Raper Mata zatrzymany przez policję. Tata Maty: dostałem telefon, że syn nie żyje
Jak donosi RMF FM, raper Mata został w czwartek przed północą zatrzymany przez policję. Chodzi, rzecz jasna, o najpodlejszą zbrodnię, jaką jest posiadanie marihuany. Chłopakowi teoretycznie grozi do trzech lat więzienia. Najpewniej jeszcze dziś zostanie zwolniony. Co dalej z Matą?
Podczas rutynowej kontroli w Warszawie zatrzymano 21-letniego rapera Matę. Oficer prasowy Komendanta Rejonowego Policji Warszawa II, mł. asp. Iwona Kijowska, przekazała TVP, że Michał Matczak został zatrzymany za posiadanie środków prawnie zabronionych.
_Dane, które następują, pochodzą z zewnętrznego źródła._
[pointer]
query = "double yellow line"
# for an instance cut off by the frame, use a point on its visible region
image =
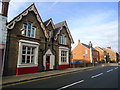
(3, 86)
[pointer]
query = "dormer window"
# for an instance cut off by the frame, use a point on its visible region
(29, 30)
(62, 39)
(49, 34)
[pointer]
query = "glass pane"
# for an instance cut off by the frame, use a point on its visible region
(28, 59)
(33, 31)
(33, 49)
(23, 59)
(29, 32)
(23, 50)
(25, 26)
(29, 26)
(32, 59)
(28, 50)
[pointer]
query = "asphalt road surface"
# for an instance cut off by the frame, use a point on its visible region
(103, 77)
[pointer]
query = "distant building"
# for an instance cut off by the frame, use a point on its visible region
(112, 54)
(85, 53)
(34, 45)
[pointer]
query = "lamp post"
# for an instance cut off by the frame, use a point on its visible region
(105, 59)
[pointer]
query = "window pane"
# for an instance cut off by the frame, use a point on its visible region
(28, 59)
(23, 59)
(29, 26)
(32, 59)
(28, 50)
(23, 50)
(25, 28)
(33, 49)
(29, 31)
(33, 32)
W czwartek po godz. 23:00 w Warszawie przy ul. Okolskiej miała miała miejsce rutynowa, prewencyjna kontrola. Po wylegitymowaniu się młodzi mężczyźni (wcześniej przykuwając uwagę policji nerwowym zachowaniem i reakcją na widok radiowozu) sami wyjęli z kieszeni woreczki z suszem "koloru brunatno-zielonego". W tej chwili Mata jest osadzony w pomieszczeniu dla osób zatrzymanych - policja zapowiada "wykonywanie czynności z jego udziałem".
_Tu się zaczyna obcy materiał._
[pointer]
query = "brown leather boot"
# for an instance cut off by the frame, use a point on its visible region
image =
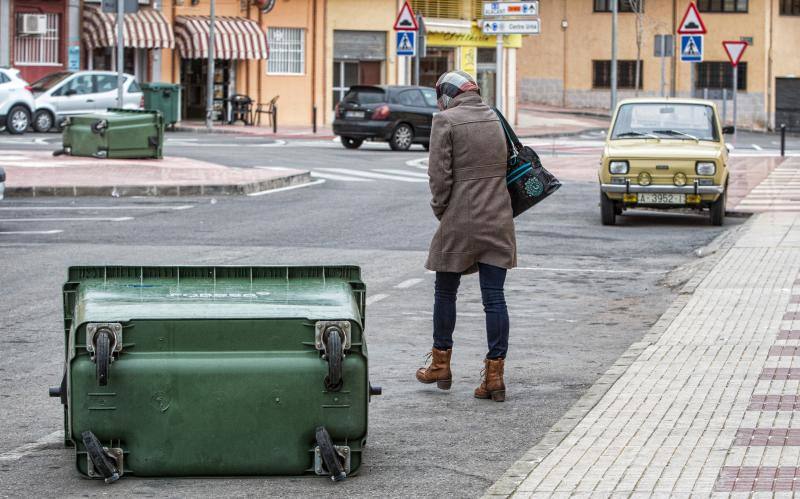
(492, 385)
(438, 371)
Mata zatrzymany, a jego ojciec otrzymuje telefon o śmierci syna
Raper prawdopodobnie jeszcze dziś usłyszy zarzuty i zostanie zwolniony. Jego ojciec, prof. Marcin Matczak, odmówił komentarza w tej sprawie. We czwartek na swoim twitterowym profilu prof. Matczak poinformował, że z ktoś dzwonił do niego z numeru 800 808 808 (centrala CBA w Warszawie) informując go, że jego syn… nie żyje. Był to kolejny karygodny przypadek spoofingu, czyli przejęcia telefonu innej osoby lub instytucji.
Zgodnie z ustawą o przeciwdziałaniu narkomanii osobie, która posiada środki odurzające, grozi do trzech lat więzienia. Do osadzenia, rzecz jasna, nie dojdzie. Zadzwoni papuga, powie, że musi się udać.